ATM manufacturer Diebold Nixdorf has issued an alert warning banks of a spike in ATM “black box” attacks targeting ProCash terminals in certain European countries.
An ATM black box attack (aka jackpotting) is a type of attack in which criminals gain access to ATM's internal infrastructure by cutting holes into the fascia or top of the device. From there they disconnect the machine’s cash dispenser and attach it to an external electronic device, so called “black box,” which uses native ATM commands to force the machine to release currency, bypassing the need for a card or transaction authorization.
According to Diebold Nixdorf, it spotted a new variation of the ATM black box attack targeting ATMs in Europe.
“In the recent incidents, attackers are focusing on outdoor systems and are destroying parts of the fascia in order to gain physical access to the head compartment. Next, the USB cable between the CMD-V4 dispenser and the special electronics, or the cable between special electronics and the ATM PC, was unplugged. This cable is connected to the black box of the attacker in order to send illegitimate dispense commands,” the ATM maker explained.
The interesting part was that in some cases the black box contained individual parts of the software stack of the attacked ATM. Currently, Diebold Nixdorf is investigating how criminals have obtained a copy of the ATM software. One theory is that fraudsters obtained the firmware via offline attack against an unencrypted hard disk.

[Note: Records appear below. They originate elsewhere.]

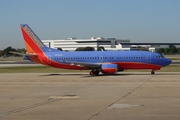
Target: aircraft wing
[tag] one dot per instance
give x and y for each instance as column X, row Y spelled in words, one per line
column 86, row 64
column 24, row 54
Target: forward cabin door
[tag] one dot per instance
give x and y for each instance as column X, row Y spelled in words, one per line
column 148, row 58
column 49, row 59
column 101, row 58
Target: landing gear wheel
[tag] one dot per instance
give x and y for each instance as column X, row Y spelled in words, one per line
column 91, row 73
column 152, row 72
column 94, row 73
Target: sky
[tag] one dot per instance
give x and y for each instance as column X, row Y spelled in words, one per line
column 137, row 20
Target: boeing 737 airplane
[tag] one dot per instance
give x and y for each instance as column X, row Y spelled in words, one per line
column 108, row 62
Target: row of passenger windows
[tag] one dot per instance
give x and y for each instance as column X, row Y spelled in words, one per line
column 82, row 58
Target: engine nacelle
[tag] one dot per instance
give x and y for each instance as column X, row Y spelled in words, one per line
column 109, row 68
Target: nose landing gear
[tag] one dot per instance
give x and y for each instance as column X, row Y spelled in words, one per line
column 94, row 72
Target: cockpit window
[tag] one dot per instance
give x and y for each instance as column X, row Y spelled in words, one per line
column 160, row 56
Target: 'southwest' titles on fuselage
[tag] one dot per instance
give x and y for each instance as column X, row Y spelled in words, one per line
column 108, row 62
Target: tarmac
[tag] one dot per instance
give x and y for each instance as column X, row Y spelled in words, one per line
column 74, row 96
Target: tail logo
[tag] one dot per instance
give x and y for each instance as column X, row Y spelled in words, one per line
column 33, row 36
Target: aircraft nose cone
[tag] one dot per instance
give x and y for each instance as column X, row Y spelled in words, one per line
column 168, row 61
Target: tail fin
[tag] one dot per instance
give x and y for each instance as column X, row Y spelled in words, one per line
column 32, row 41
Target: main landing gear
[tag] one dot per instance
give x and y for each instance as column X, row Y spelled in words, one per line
column 152, row 72
column 94, row 72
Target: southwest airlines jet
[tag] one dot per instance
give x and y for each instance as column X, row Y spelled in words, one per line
column 108, row 62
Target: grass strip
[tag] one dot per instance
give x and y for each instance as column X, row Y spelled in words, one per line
column 47, row 69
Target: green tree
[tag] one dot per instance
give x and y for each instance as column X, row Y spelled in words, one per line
column 85, row 49
column 60, row 49
column 6, row 51
column 160, row 50
column 143, row 49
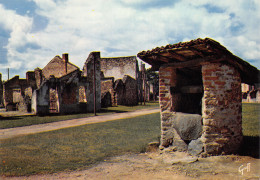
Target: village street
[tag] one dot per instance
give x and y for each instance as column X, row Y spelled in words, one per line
column 12, row 132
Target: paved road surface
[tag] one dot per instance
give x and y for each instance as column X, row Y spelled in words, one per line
column 13, row 132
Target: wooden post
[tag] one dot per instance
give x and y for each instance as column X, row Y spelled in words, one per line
column 8, row 73
column 144, row 84
column 141, row 84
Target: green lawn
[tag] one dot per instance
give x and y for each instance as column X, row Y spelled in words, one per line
column 251, row 119
column 18, row 121
column 77, row 147
column 81, row 147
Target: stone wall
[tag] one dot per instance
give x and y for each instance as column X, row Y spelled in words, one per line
column 119, row 66
column 88, row 71
column 57, row 67
column 131, row 91
column 217, row 127
column 107, row 86
column 221, row 109
column 1, row 91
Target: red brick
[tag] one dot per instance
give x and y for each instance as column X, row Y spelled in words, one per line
column 220, row 82
column 211, row 78
column 164, row 99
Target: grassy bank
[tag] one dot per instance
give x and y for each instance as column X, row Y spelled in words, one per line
column 251, row 130
column 251, row 117
column 18, row 121
column 78, row 147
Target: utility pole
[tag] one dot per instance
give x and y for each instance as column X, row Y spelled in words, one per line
column 144, row 84
column 94, row 84
column 7, row 73
column 141, row 84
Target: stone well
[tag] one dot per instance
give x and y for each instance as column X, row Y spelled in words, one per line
column 200, row 96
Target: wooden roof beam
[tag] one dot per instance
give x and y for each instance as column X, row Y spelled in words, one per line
column 196, row 62
column 176, row 55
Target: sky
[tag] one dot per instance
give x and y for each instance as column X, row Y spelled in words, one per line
column 32, row 32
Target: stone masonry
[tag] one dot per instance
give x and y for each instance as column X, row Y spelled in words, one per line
column 221, row 109
column 200, row 96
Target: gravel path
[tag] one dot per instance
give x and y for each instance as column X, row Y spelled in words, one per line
column 12, row 132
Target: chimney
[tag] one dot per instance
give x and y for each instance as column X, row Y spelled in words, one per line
column 65, row 56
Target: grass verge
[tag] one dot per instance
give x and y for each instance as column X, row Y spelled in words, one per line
column 78, row 147
column 251, row 130
column 19, row 121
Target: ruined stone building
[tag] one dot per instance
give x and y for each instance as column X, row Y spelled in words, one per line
column 17, row 93
column 60, row 87
column 63, row 88
column 120, row 80
column 200, row 95
column 250, row 93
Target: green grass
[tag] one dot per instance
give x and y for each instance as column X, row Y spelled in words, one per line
column 83, row 146
column 18, row 121
column 77, row 147
column 251, row 117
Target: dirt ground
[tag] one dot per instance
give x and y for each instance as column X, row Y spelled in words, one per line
column 170, row 165
column 25, row 130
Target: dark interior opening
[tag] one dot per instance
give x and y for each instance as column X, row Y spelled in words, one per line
column 188, row 90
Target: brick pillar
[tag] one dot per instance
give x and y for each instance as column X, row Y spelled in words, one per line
column 221, row 109
column 167, row 79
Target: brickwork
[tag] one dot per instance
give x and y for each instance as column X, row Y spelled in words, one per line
column 57, row 67
column 167, row 79
column 119, row 66
column 88, row 71
column 1, row 91
column 131, row 95
column 221, row 110
column 107, row 85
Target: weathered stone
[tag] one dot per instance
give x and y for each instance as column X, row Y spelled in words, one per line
column 195, row 147
column 188, row 126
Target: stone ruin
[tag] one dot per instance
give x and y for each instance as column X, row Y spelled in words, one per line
column 61, row 87
column 200, row 96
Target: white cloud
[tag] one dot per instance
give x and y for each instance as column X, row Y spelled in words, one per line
column 122, row 28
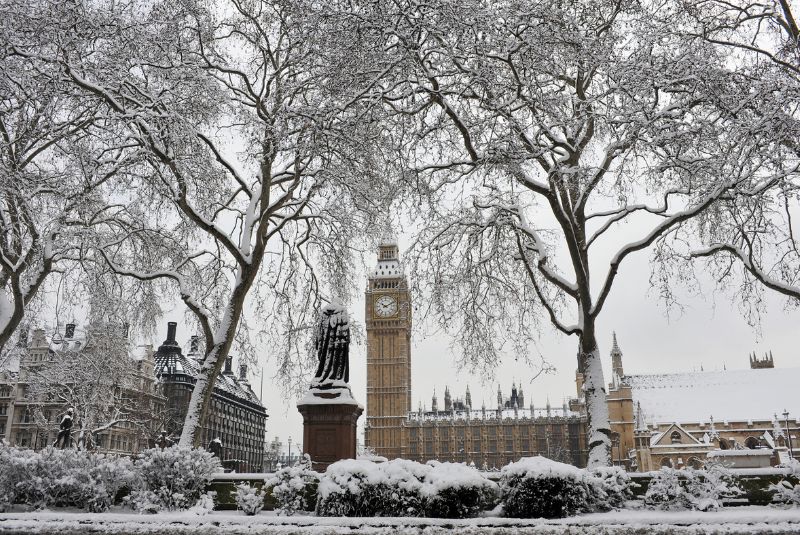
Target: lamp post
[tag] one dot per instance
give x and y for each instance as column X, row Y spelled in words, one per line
column 788, row 433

The Diebold Nixdorf has started its investigation after it received reports about a series of jackpotting attacks targeting ATMs in Belgium that have been occurring since June. According to The Brussels News, in mid-July the Antwerp-based savings bank Argenta had to shut down 143 cash machines after a series of jackpotting attacks aimed at ATMs manufactured by Diebold Nixdorf that were due to be replaced in the near future. Argenta did not reveal how much (if any) money was stolen in the attacks.